Watching The Detectives…Going Out Of Fashion 

Published on 08 October, 2017 | Alice Couriel

It is a plot familiar to many movies and novels: a spouse determined to prove their partner’s infidelity hires a private detective to come up with the evidence.

Not so long ago, of course, such a turn of events was not merely the stuff of fiction but many a court case in this country.

In fact, only a decade ago, one report estimated that just under half of British divorces involved private investigators who had been retained to help demonstrate how someone had committed adultery (http://www.telegraph.co.uk/news/uknews/6781063/City-broker-forced-to-hire-detectives-in-divorce-battle.html).

Such cases reportedly included the wife of the television presenter Chris Tarrant (http://www.dailymail.co.uk/tvshowbiz/article-556548/Ingrid-Tarrant-wins-12-5million-divorce-payout-cheating-husband-Chris.html).

Of course, such specialist services were not solely dedicated to proving how husbands and wives had strayed but were even relied on by those seeking to terminate the provision of spousal maintenance after marriages had been brought to an end (http://www.telegraph.co.uk/news/uknews/6781063/City-broker-forced-to-hire-detectives-in-divorce-battle.html).

Times, though, have changed and, as I’ve been telling Steve Doughty, the Daily Mail’s Social Affairs Correspondent (http://www.dailymail.co.uk/news/article-4957470/Private-detectives-no-longer-needed-break-industry.html), private detectives have fallen out of fashion, featuring in less than one per cent of cases.

There are couple of reasons why, in particular.

Arguably most important of them all is the 2010 ruling in a high-profile divorce which led to fresh consideration of the rules about the sort of evidence which could be used in such proceedings and how it could be gathered.

It centred on the – ultimately successful – demands by Vivian Imerman, the heir to the family behind the Del Monte fruit empire, for the return of 250,000 documents taken from a computer in the office which he shared with the brothers of his wife, Lisa.

The judge presiding in the case, Lord Neuberger, ruled that what were known as ‘the Hildebrand rules’, by which many lawyers had previously argued permitted the relatively liberal acqusition of material to support divorce petitions, did not amount to a defence against “conduct which would otherwise be criminal or actionable” (https://www.standard.co.uk/news/divorce-husbands-wealth-can-stay-a-secret-in-landmark-ruling-6497538.html).

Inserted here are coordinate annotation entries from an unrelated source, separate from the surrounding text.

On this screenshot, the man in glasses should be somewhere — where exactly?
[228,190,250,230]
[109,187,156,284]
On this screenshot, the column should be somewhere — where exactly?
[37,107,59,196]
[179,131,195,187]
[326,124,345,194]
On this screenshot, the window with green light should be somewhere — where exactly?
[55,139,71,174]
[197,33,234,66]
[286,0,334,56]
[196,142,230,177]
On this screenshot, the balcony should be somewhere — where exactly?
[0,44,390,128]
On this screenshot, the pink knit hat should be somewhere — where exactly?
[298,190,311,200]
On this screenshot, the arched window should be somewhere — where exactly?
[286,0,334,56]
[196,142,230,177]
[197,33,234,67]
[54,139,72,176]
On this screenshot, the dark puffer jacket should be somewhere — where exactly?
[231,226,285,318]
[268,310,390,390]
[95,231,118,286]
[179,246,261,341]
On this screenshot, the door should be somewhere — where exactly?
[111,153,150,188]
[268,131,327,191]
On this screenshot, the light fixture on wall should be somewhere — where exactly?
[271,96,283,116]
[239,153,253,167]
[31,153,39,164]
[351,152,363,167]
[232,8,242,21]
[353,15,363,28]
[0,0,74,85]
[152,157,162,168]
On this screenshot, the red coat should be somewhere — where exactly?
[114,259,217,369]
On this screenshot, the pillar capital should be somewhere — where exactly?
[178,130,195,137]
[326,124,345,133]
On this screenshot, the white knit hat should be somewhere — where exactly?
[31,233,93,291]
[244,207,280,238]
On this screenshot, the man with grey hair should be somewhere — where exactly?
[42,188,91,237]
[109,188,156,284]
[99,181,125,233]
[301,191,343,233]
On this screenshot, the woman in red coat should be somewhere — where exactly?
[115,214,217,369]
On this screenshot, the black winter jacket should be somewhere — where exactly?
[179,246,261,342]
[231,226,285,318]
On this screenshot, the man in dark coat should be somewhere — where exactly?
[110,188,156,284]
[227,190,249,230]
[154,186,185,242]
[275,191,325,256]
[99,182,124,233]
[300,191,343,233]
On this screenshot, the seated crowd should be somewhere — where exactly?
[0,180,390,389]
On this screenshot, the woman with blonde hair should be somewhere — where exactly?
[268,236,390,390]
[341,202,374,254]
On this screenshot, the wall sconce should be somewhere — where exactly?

In the wake of that decision and greater scrutiny by the likes of the Information Commissioner as to how personal data was accessed, separating spouses and their legal advisers became far more circumspect when it came to engaging private detectives.

That coincided with the advent of technology – apps and smartphones – which made it easier for people to gather evidence of the conduct of their husbands or wives via social media, for example. Effectively, it allowed them to become ‘DIY divorce detectives’.

Coupled with more cost-conscious separations following the withdrawal of Legal Aid in April 2013, the number of divorces conducted by spouses themselves has more than doubled since the Imerman judgement.

Whilst the overall impact is troubling for those popularly portrayed in drama as habitual wearers of trenchcoats, spouses are not blind to the fact that private eyes now often simply constitute an unnecessary complication in a process which is already sensitive.